Jim Rohn's Cultivating an Unshakable Character



My re-transcription of Jim Rohn's conclusion to Cultivating an Unshakable Character:

In a sense , when committing to one of the traits below you're making an investment. If you start living in a way that runs counter to those traits you loose an investment. No one likes to lose an investment, once that starts to happen it's not long before you're broke.

These are the essential traits of an Unshakable Character:

Courage - It's not the absence of fear, but the presence of fear for the right reason at the right time and of the right thing. We should not fear failure per se, but fear failure to do our best, fear failure to live up to the ideals we set up for ourselves. Embrace your fear, take it inside yourself, use it as a foundation for true courage.

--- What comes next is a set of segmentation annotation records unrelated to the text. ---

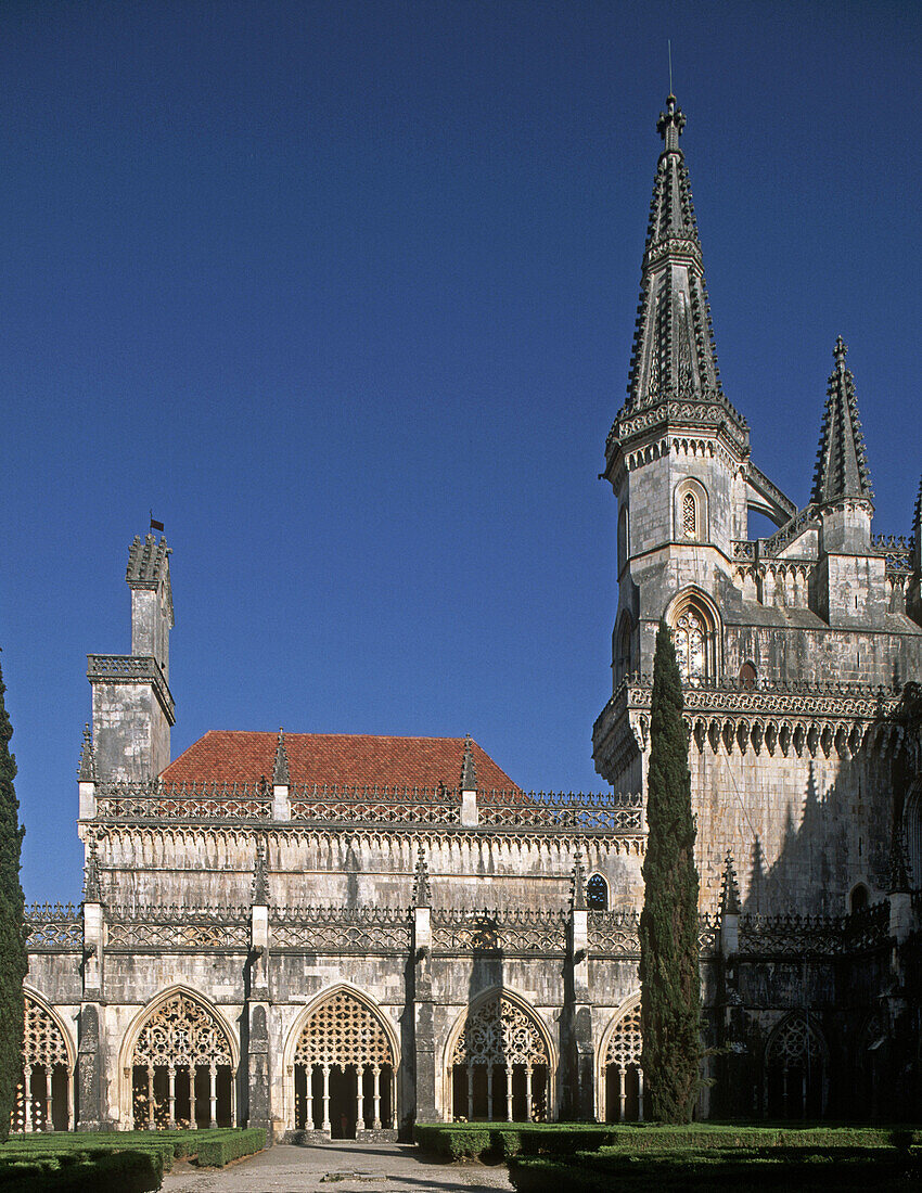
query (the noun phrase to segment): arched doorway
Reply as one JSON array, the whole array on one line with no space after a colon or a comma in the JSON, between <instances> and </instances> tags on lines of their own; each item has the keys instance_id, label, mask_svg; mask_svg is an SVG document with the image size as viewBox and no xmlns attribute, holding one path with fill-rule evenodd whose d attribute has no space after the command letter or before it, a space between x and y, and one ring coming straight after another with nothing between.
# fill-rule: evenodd
<instances>
[{"instance_id":1,"label":"arched doorway","mask_svg":"<svg viewBox=\"0 0 922 1193\"><path fill-rule=\"evenodd\" d=\"M451 1049L452 1119L545 1121L550 1049L537 1015L495 991L475 1005Z\"/></svg>"},{"instance_id":2,"label":"arched doorway","mask_svg":"<svg viewBox=\"0 0 922 1193\"><path fill-rule=\"evenodd\" d=\"M395 1050L372 1007L351 990L334 991L310 1012L291 1069L297 1131L354 1139L394 1127Z\"/></svg>"},{"instance_id":3,"label":"arched doorway","mask_svg":"<svg viewBox=\"0 0 922 1193\"><path fill-rule=\"evenodd\" d=\"M25 994L23 1073L17 1083L12 1131L69 1131L74 1125L74 1058L51 1010Z\"/></svg>"},{"instance_id":4,"label":"arched doorway","mask_svg":"<svg viewBox=\"0 0 922 1193\"><path fill-rule=\"evenodd\" d=\"M185 990L148 1012L131 1051L136 1130L234 1125L234 1050L204 1002Z\"/></svg>"},{"instance_id":5,"label":"arched doorway","mask_svg":"<svg viewBox=\"0 0 922 1193\"><path fill-rule=\"evenodd\" d=\"M615 1015L602 1037L602 1117L606 1123L643 1121L641 1002Z\"/></svg>"},{"instance_id":6,"label":"arched doorway","mask_svg":"<svg viewBox=\"0 0 922 1193\"><path fill-rule=\"evenodd\" d=\"M825 1109L825 1047L802 1013L775 1028L766 1049L766 1113L818 1119Z\"/></svg>"}]
</instances>

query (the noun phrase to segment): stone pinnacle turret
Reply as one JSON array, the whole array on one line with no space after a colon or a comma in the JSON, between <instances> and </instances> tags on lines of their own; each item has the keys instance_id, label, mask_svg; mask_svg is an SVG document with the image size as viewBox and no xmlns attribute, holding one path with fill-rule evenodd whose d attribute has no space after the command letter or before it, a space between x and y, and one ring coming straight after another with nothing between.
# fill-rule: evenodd
<instances>
[{"instance_id":1,"label":"stone pinnacle turret","mask_svg":"<svg viewBox=\"0 0 922 1193\"><path fill-rule=\"evenodd\" d=\"M823 429L819 435L811 500L818 506L847 499L872 502L871 475L865 457L865 437L858 416L855 379L846 367L842 336L836 339L835 366L829 375Z\"/></svg>"}]
</instances>

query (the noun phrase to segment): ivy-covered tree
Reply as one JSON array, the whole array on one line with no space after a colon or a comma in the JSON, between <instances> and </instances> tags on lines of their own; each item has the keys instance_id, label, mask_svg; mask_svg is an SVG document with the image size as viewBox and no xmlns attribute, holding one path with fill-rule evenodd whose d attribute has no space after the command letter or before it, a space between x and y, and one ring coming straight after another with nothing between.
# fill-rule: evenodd
<instances>
[{"instance_id":1,"label":"ivy-covered tree","mask_svg":"<svg viewBox=\"0 0 922 1193\"><path fill-rule=\"evenodd\" d=\"M700 1087L701 983L692 780L673 636L656 635L641 914L642 1067L650 1117L689 1123Z\"/></svg>"},{"instance_id":2,"label":"ivy-covered tree","mask_svg":"<svg viewBox=\"0 0 922 1193\"><path fill-rule=\"evenodd\" d=\"M23 979L27 968L19 883L25 829L19 827L19 801L13 786L16 759L10 753L13 728L5 692L0 672L0 1139L10 1135L16 1087L23 1071Z\"/></svg>"}]
</instances>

Honesty and Integrity - Telling the truth can be painful just as paying a debt can be painful. There is a temptation to hedge and equivocate, just like temptation to run up a large balance on a credit card. But credit buying doesn't make long term sense, either in finance or ethics. Interest charges will eat you up, in the first case it's "just" your bank balance that gets destroyed, in the second case it's your soul that gets eaten up.

Perseverance - Reserve of energy is the mark of strong character. Successful people manage to reach down into themselves for the strength to overcome any challenge, whether internal or external.

Goals - Important as a net or a baseline, or the ability to keep score is important in tennis, you may become an excellent player without knowing them but it's not likely, anyway how will you know?

Responsibility - Most people will do almost anything to avoid it. Individuals who seek out responsibility, those who want the ball when the game is on the line, can gain material and spiritual rewards that naturally flow from strong character and the glory that comes with leadership.

Wisdom - Desire for it can never be satisfied, and why that very impossibility makes wisdom even more desirable to those who truly love it.

Act wisely - Example of Socrates and Salomon, united in their ability to act wisely. Why Socrates' seemingly foolish decision to die unnecessarily was really the fullest expression of his doctrine that Wisdom is knowing thyself.

Humor - Ability to laugh at oneself as evidence of trustworthiness and fundamental integrity. But humor must be handled carefully, the difference between saying something funny and being funny oneself should never be forgotten.

Flexibility - Strength without rigidity, recognizing what can be controlled and what is beyond our control, and behaving accordingly. It means playing the cards that we're dealt as best we can, and resisting the temptation to think that the deck is stacked against us.

Patience - Helps us to cope with unpredictability of fate, but allows to turn into the material of success. Quality that let's us enlist time as an ally, instead of fighting hopelessly against it as an adversary. It's the hallmark of true maturity, its presence distinguishes the strong character from the weak and the mature adult from from unfinished, unformed child whether he's 3 or 33.

Confidence - Intrinsic of character, and emotional commodity to be invested in others. Ability to inspire trust, but can only be achieved by trusting, both in yourself and in the people you meet. Your belief in yourself is strong enough so that the world itself seems safe and oriented towards your success. It's one aspect of strong character that can literally change the way we perceive reality.

Good health - Springs from wise choices. It's neither a religion diet exercise program, number of calories that we've consumed in a 24 hour period, rather it expresses an awareness of who we are and how we should live in the most fundamental sense.

Achievement - Identifies a strong character the same way blossoming fruit identifies a healthy tree.